Fig 2: Identification and verification of E2F recognition elements in the chick Atoh1 conserved elements. (A) Schematic diagram showing the location of nine putative E2F binding sites predicted in the chick Atoh1 conserved regions by MatInspector software (labelled as S1–S9) Numbers indicate the position of the enhancers in base pairs. (B) Immunofluoresence detection of endogenous expression of ATOH1 (green) and E2F1 (magenta) proteins in UB/OC-2 cells co-stained with DAPI (blue). (C) and (D): EMSA analysis performed using a radiolabelled E2F1 consensus sequence, containing a functional E2F1 binding site incubated alone (lane 1), with untransfected nuclear extracts or with nuclear extracts transfected with E2F1 and DP1 expression vectors as indicated. Competition assays were performed with 500 ng of non-radiolabelled competitors (consensus E2F1, lane 3 in both (C) and (D), and lane 9 in (C); mutant E2F1, lane 4 in (C) and (D), and lane 10 in (C); non-specific (N/S) probe, lane 5 and 11 in (C); sites S1 to S9 as described in (A), lanes 7–15 in (D). Lane 6 and 12 show a supershift assay with rabbit polyclonal anti-E2F1, pre-incubated with extracts before the binding assay.

Fig 3: Effect of the E2F transcription factors on the mouse and chick Atoh1 enhancers and putative enhancer C. (A) Schematic representation of the luciferase constructs containing the mouse or chick Atoh1 conserved regions cloned into the luciferase vector pGL4.23. (B) Dose–response effects on the Atoh1 luciferase constructs of transfecting increasing amounts of an E2F1 expression construct or mutant E2F1 in the UB/OC-2 cell line. (C) Effect of E2F2, E2F3 and E2F4 on the activity of the Atoh1 luciferase constructs. Experiments were conducted in triplicate in two separate assays with different DNA preparations for each plasmid in each assay (n = 6). Relative luciferase values are expressed relative to activity of the reporters in the absence of E2F. Student t-test was conducted comparing each condition with 0 ng of the corresponding E2F expression construct. (*p < 0.05; **p < 0.01; #p < 10–5; ##p < 10–10). Error bars represent the s.e.m (n = 6).

Fig 4: E2F1 expression during HC regeneration in the chick BP. (A) Schematic representation of the experimental timeline of organotypic cultures of E18 chick BPs cultured in DMEM and 1% FBS for 2 days with 78 µM streptomycin (Strep) followed an additional 3 or 6 days in vitro (DIV) in the same media without streptomycin. The arrows indicate when the tissue was harvested. (B) Immunofluorescence of BPs showing the expression of E2F1 and ATOH1 in HCs (labelled with Phalloidin) and SCs (labelled with SOX2). Cultures maintained for 2 days in media with Strep show ATOH1 re-activation in some SCs whereas a downregulation of nuclear E2F1 expression is observed in comparison to control cultures maintained in DMEM (hollow arrowheads in zoom in areas in row (I) and (IV); scale bar: 10 µm. In BPs cultured for 3 additional days in streptomycin-free media (2d Strep + 3 DIV), nuclear E2F1 expression is observed in SCs (hollow arrowheads in zoom in areas in row II); scale bar: 10 µm). New HCs labelled with Phalloidin are formed in cultures maintained for 6 days in streptomycin-free media after drug treatment (2d Strep + 6 days DIV). In these cultures, ATOH1 is downregulated in SCs labelled with SOX2 whereas E2F1 is expressed in SCs and HCs (arrowheads in row III in E2F1 panel). Control experiments were conducted in parallel in DMEM and at the same timings plus additional days of in vitro (DIV). Technical replicates were three for each experiment with at least three biological samples.

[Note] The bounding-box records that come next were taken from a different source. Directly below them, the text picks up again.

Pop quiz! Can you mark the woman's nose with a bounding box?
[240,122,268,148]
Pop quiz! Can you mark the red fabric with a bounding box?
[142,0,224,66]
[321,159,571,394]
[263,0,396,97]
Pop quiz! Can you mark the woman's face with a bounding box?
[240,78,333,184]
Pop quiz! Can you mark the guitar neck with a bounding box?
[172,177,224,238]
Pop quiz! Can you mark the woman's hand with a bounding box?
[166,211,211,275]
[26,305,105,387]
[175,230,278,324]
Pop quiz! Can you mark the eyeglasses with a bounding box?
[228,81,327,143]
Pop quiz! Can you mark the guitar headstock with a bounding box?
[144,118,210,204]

Fig 5: The effect of site directed mutagenesis of the E2F1 putative sites 2 and 6 on E2F1 mediated activation of the Atoh1 regulatory region. (A) Consensus seuqeunce of the E2F1 binding site described by MatInspector, Genomatix. Cross species alignment of sites 2 and site 6 in the Atoh1 regulatory regions. Conserved nucleotides within the core sequence of site 2 and site 6 are shown in red. (B) Diagram showing the sequence and position of putative E2F sites 2 and 6 which both contain overlapping predicted binding sites for E2F1 and E2F4. Point mutations were introduced in the core GC nucleotides, replaced with TT (marked in bold and with asterisks). (C) Luciferase assays show a reduced response of the chABC-s2mut (*p < 0.05) and the chABC-s6mut (***p < 0.001) to E2F1 transfection in comparison with the wild type luciferase construct (chABC-wt). Each experiment was conducted in triplicate in two separate assays with different DNA preparations. Student t-test was conducted.